Sebuah misteri yang luar biasa, bagaimana manusia bisa berkomunikasi dengan Penciptanya. Tuhan adalah sosok yang tidak kelihatan tapi kita yakin bahwa Ia ada. Lalu bagaimana berkomunikasi dengan-Nya?
Baiklah, komunikasi satu arah mungkin saja terjadi: kita yang mendominasi percakapan. Kita berbicara kepada Tuhan ibarat menulis surat yang ditujukan pada Tuhan. Lalu bagaimana balasan-Nya? Mungkinkah kita mendengarkan suara-Nya? Kalau sosok-Nya saja tidak tampak, bagaimana dengan suara-Nya? Pertanyaan lebih dalam pun muncul: mungkinkah komunikasi dua arah bisa terjadi dengan Tuhan?

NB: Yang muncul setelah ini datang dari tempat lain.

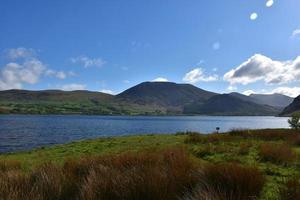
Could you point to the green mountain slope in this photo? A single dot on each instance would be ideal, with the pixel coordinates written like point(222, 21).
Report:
point(226, 104)
point(148, 98)
point(165, 94)
point(276, 100)
point(293, 107)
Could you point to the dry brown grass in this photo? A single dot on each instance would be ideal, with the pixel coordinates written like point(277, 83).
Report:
point(228, 182)
point(291, 189)
point(166, 174)
point(244, 148)
point(276, 153)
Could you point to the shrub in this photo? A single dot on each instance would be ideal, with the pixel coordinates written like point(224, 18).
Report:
point(294, 121)
point(149, 175)
point(276, 153)
point(228, 182)
point(194, 138)
point(291, 190)
point(6, 165)
point(244, 148)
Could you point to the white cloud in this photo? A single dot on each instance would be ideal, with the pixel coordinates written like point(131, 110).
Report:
point(57, 74)
point(107, 91)
point(160, 79)
point(296, 33)
point(260, 67)
point(88, 62)
point(200, 62)
point(231, 88)
point(248, 92)
point(253, 16)
point(269, 3)
point(20, 52)
point(216, 46)
point(197, 75)
point(14, 75)
point(289, 91)
point(73, 86)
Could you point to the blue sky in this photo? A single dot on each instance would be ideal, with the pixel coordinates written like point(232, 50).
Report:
point(112, 45)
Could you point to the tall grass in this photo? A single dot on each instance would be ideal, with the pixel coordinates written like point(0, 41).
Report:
point(228, 182)
point(277, 153)
point(291, 189)
point(159, 175)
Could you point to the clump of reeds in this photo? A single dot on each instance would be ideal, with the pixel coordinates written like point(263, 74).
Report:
point(228, 182)
point(291, 189)
point(276, 153)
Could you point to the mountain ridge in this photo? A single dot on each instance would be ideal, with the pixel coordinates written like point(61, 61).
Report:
point(146, 98)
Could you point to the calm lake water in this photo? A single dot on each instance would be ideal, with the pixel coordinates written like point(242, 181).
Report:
point(24, 132)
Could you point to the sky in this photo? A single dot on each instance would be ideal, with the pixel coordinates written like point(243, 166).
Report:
point(246, 46)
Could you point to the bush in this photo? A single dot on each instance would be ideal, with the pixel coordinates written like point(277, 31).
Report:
point(291, 189)
point(294, 121)
point(228, 182)
point(160, 175)
point(244, 148)
point(276, 153)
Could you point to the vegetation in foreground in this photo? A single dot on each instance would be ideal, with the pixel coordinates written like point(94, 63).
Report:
point(241, 164)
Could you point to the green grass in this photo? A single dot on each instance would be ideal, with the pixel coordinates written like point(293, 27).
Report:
point(241, 147)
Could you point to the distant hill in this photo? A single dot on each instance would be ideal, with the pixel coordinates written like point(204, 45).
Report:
point(52, 96)
point(165, 94)
point(293, 107)
point(276, 100)
point(148, 98)
point(227, 104)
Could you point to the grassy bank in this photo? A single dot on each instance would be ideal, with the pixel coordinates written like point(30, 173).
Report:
point(256, 164)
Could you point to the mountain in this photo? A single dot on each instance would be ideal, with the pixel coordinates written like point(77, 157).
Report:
point(55, 102)
point(52, 96)
point(147, 98)
point(275, 100)
point(227, 104)
point(169, 95)
point(293, 107)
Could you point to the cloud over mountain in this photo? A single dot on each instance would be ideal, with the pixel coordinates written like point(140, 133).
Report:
point(262, 68)
point(197, 75)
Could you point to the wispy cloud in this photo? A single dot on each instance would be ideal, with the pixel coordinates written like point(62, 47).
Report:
point(216, 46)
point(20, 52)
point(248, 92)
point(253, 16)
point(160, 79)
point(269, 3)
point(88, 62)
point(57, 74)
point(107, 91)
point(260, 67)
point(231, 88)
point(28, 70)
point(197, 75)
point(295, 33)
point(73, 86)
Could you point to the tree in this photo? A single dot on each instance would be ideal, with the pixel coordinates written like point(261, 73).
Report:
point(294, 121)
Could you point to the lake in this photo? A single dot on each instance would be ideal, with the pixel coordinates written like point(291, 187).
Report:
point(24, 132)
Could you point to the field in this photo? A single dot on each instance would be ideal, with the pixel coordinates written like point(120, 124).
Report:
point(241, 164)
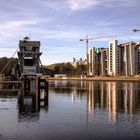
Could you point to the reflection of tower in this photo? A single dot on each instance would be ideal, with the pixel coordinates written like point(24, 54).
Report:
point(103, 95)
point(129, 98)
point(112, 100)
point(90, 96)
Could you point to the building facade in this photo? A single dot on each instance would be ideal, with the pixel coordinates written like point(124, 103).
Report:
point(116, 60)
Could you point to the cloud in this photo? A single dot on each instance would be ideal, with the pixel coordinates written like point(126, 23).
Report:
point(76, 5)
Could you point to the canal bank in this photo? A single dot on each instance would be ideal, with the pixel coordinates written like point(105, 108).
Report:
point(98, 78)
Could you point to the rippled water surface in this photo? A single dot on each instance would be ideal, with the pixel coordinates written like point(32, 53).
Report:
point(76, 110)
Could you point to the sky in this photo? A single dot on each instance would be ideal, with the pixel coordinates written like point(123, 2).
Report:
point(59, 25)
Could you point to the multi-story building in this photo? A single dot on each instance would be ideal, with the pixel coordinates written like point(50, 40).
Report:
point(104, 62)
point(130, 58)
point(77, 62)
point(114, 59)
point(117, 60)
point(93, 62)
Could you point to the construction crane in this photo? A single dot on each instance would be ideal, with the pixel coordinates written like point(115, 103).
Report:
point(87, 41)
point(136, 30)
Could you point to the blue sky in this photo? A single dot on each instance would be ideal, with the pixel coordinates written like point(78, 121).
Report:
point(59, 24)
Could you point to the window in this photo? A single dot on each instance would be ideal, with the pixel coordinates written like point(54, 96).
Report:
point(28, 62)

Atau mungkinkah terkabulnya suatu permohonan sudah merupakan jawaban dari Tuhan; sudah mewakili suara Tuhan dalam komunikasi ini?
Bisa dikatakan seperti itulah sebagian besar paradigma doa Orang Kristen. Bentuk doa Orang Kristen selama ini hanyalah meminta, meminta dan meminta; memohon, memohon dan memohon, lalu tinggal menunggu feedback dari Tuhan. Hal yang sama juga mungkin ada dalam pikiran para murid waktu itu.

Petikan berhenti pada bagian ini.